Zatrzymaliśmy się w nowo otwartym hotelu kilka przecznic od rzeki i zagłębia barowego. Tak, pozwoliliśmy sobie na taki luksus z racji tego, że kosztował 9$ za dobę! Byliśmy pierwszymi gośćmi z Bookingu i z tej okazji chłopaki z recepcji codziennie dawali nam kiść mini bananów. W ogóle bardzo o nas dbali i starali się, żeby niczego nam nie zabrakło. Nawet oglądali z Pawłem w nocy mecz Juventusu w hotelowym lobby (co prawda zasnęli w połowie, ale mieli dobre chęci). Możemy szczerze polecić ten hotel. Dla nas, po kilku tygodniach w dziczy, bambusowych chatach, hostelach bez ścian i babraniu się w piachu, czysty pokój z własną łazienką to było spełnienie marzeń.

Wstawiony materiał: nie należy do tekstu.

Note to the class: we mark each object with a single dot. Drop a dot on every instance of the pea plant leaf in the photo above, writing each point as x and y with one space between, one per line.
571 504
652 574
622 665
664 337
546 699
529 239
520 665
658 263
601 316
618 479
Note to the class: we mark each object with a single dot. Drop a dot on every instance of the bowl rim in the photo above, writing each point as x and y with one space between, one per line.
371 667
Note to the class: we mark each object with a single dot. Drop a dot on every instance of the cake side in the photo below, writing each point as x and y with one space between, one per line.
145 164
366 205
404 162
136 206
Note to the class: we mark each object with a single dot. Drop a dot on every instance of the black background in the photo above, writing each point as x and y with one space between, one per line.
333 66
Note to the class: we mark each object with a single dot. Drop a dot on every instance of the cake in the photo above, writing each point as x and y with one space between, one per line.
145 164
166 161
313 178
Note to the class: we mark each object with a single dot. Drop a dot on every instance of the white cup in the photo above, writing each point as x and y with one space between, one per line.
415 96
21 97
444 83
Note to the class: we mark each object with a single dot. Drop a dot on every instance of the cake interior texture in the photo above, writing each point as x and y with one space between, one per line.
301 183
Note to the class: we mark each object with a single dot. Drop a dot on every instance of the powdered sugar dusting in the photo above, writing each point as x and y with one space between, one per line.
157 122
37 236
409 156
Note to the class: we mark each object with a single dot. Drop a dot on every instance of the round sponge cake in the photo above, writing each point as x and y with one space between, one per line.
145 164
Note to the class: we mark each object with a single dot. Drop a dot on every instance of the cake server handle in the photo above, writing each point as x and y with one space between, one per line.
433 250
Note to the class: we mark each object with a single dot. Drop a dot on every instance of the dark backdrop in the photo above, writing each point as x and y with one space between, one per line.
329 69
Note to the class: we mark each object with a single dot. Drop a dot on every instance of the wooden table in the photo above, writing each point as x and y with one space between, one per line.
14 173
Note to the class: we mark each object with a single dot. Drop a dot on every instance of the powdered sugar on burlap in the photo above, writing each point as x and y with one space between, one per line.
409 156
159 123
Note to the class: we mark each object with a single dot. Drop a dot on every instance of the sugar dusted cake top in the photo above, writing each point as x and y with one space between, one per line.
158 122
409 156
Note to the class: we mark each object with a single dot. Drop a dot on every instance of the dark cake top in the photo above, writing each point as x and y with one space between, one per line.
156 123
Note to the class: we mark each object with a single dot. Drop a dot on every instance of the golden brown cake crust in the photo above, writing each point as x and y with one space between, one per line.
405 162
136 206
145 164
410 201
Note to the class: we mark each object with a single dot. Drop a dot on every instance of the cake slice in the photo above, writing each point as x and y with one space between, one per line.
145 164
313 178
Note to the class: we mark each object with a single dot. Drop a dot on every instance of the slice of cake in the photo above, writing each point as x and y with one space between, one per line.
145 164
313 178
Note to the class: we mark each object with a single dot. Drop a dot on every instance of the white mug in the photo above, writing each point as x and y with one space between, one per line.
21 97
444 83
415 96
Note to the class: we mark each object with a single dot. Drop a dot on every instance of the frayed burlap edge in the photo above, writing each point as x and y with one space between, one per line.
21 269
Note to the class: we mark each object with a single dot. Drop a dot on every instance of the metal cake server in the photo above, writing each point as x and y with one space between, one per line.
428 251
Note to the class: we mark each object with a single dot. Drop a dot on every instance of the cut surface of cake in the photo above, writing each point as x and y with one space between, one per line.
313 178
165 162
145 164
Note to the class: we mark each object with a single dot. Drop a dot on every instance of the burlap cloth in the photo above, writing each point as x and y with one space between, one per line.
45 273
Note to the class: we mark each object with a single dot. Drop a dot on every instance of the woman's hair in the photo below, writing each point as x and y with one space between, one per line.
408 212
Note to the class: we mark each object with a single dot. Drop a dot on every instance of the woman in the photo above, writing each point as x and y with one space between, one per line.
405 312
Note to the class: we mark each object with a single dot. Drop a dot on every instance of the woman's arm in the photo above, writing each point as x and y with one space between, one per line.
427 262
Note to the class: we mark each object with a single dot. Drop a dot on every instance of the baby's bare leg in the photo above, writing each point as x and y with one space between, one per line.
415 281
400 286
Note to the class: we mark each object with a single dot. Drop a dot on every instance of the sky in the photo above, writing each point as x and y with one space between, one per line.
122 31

Życie w Kampot toczy się głównie w okolicach rzeki. Tam jest najwięcej barów, knajpek z jedzeniem i innymi atrakcjami. Trudno opisać klimat tego miejsca, najlepiej doświadczyć tego na osobiście. Jest tak spokojnie, niespiesznie, w powietrzu czuć relaks i zapach zioła. Nikt się z tym tu specjalnie nie kryje. Ludzie palą w knajpach, do śniadania, obiadu, kolacji, kawy. Palą w zasadzie cały czas i wszędzie. Ponoć ostatnio władze miasta wzięły sobie za cel zmianę tych obyczajów, ale z naszych obserwacji droga jeszcze daleka 😉
Co można robić w samym Kampot? Najlepiej chyba oddać się relaksowi. Iść na śniadanie nad rzekę, potem na kawę, pokręcić się po mieście, zjeść pyszny amok, napić się piwa, pogadać z ludźmi a wieczorem można skoczyć na imprezę, o dziwo przy dobrej muzyce. Z fajnych miejsc, godny polecenia jest Irish Bar na głównej ulicy przy rzece. Będąc tam zapytajcie o Garfielda – uwierzcie nam, będzie śmiesznie. Na jednej z ulic prostopadłych do rzeki jest tez buda z włoskim jedzeniem prowadzona przez Włocha i jego mamę. Samo miejsce wygląda raczej obskurnie, ale pyszna pizza i gnocchi po tygodniach diety ryżowej to prawdziwy rarytas. Towar szybko się rozchodzi, niektóre dania skończyły się 1-2 godzinach od otwarcia także spieszcie się!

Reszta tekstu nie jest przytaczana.